The first step in this recipe is to pound out the chicken so that it is about half of it’s original thickness.  This of course, is specific to each piece of meat, but it’s easiest done if you first put the chicken in a large freezer bag, seal it and then pound it out with a meat hammer or heavy ladle.  Once the meat is to the desired thickness, season it lightly with the salt and pepper and set aside while you prepare the breading.  You will note that I call for 2 oz of cheese and by that I mean a hunk of cheese, not the kind in the shaker can from the grocery.  You can use that, but it won’t be as good.  I’ve tried.  It’s not the same.

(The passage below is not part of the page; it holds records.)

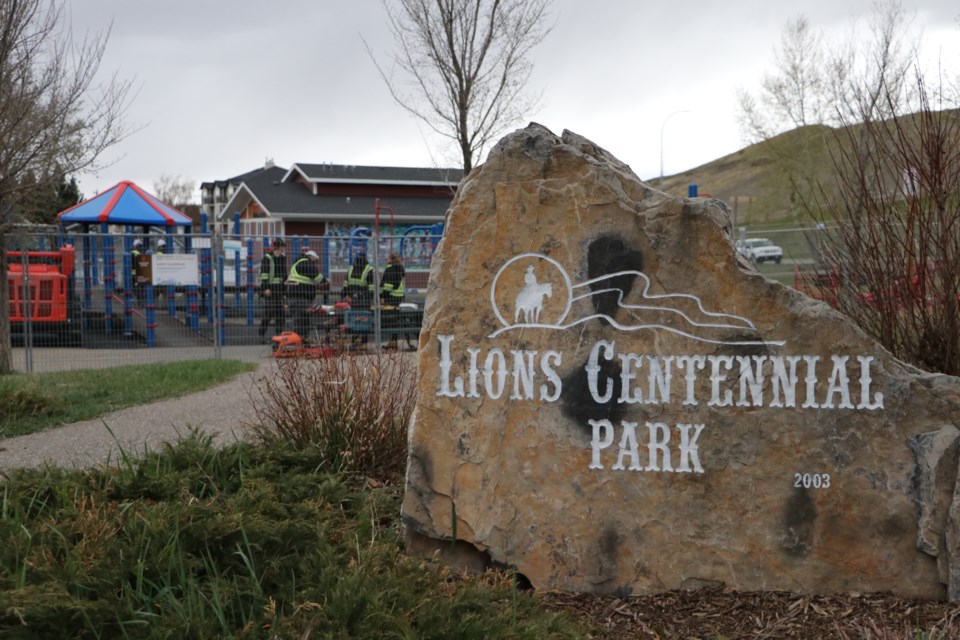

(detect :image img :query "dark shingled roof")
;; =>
[238,174,450,221]
[290,162,463,186]
[200,167,289,189]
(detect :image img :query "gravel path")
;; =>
[0,359,276,471]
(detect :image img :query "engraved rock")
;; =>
[403,124,960,598]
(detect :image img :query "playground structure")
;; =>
[11,217,442,356]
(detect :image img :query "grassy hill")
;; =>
[662,110,960,227]
[663,125,836,226]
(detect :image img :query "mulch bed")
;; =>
[537,589,960,640]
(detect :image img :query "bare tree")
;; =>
[811,72,960,375]
[738,15,828,140]
[737,0,919,142]
[153,174,196,209]
[364,0,552,173]
[0,0,130,374]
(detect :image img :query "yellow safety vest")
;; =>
[287,258,324,284]
[343,265,373,291]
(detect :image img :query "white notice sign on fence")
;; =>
[153,253,200,286]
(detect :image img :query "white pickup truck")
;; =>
[734,238,783,264]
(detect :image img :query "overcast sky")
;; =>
[68,0,960,197]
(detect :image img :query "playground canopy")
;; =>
[57,180,193,227]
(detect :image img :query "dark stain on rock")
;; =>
[457,433,470,458]
[587,236,643,318]
[780,488,817,558]
[599,525,622,570]
[407,445,433,486]
[561,358,628,436]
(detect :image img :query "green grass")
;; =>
[0,434,585,639]
[0,360,256,438]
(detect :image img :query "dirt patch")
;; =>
[538,589,960,640]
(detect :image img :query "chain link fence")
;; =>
[6,228,440,372]
[7,225,828,372]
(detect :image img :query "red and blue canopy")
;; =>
[57,180,193,227]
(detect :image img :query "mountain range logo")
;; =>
[488,253,784,346]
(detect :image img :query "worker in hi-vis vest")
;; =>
[341,253,373,309]
[380,252,406,307]
[287,249,330,338]
[260,238,287,338]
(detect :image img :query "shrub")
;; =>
[251,353,416,482]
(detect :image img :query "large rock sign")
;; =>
[403,124,960,599]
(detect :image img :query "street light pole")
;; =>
[659,109,690,189]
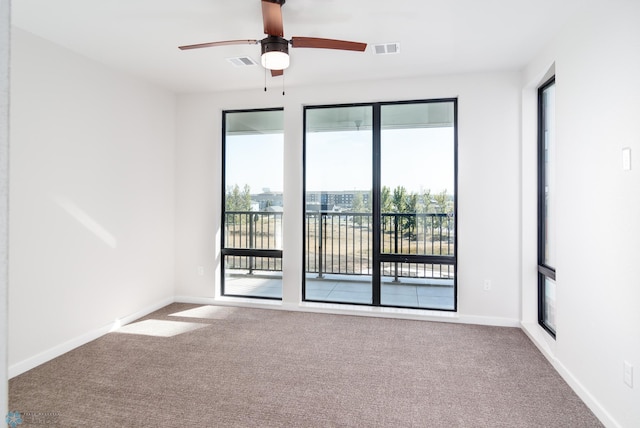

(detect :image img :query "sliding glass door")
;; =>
[304,106,373,304]
[380,101,456,310]
[304,99,457,310]
[221,109,284,299]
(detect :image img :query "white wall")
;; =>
[522,0,640,427]
[176,73,520,325]
[0,0,11,415]
[9,28,175,375]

Cut the cheese up into smallish pieces and whiz them in a food processor until they are finely ground.  Then mix them in with the bread crumbs.  Whisk the eggs together until they are well beaten.  Heat a small amount of oil in a saute pan until it is hot.  Then, coat the chicken first in the flour, then the egg and finally the breading as pictured here.  Place each piece of meat in the pan and cook until it’s nicely browned.  Then, remove the meat to a baking dish.  I don’t recommend cooking more than 2 pieces of meat at a time so as not to crowd the pan and drop the oil temperature.  This part of the dish requires some time and loving care, but it’s worth it in the end.  Once all the meat has been browned and the breading has formed a lovely golden crust, it’s time to put it into a 375 degree oven for about 15 minutes.  Don’t cover the pan, don’t poke the chicken, just put it in there and prepare some pasta to go along with the chicken.  The less you mess with the meat, the more tender and juicy it will be.  If you are serving this meal to people who must have their chicken parm smothered in cheese a la most restaurants, wait until the chicken is done cooking, them slice a bit of fresh mozzarella and run the chicken under a broiler until the cheese is melted.  This is a nice finish to the dish, but I didn’t feel it was totally necessary.  I liked it just with the tomato sauce and pasta.  But to each his own.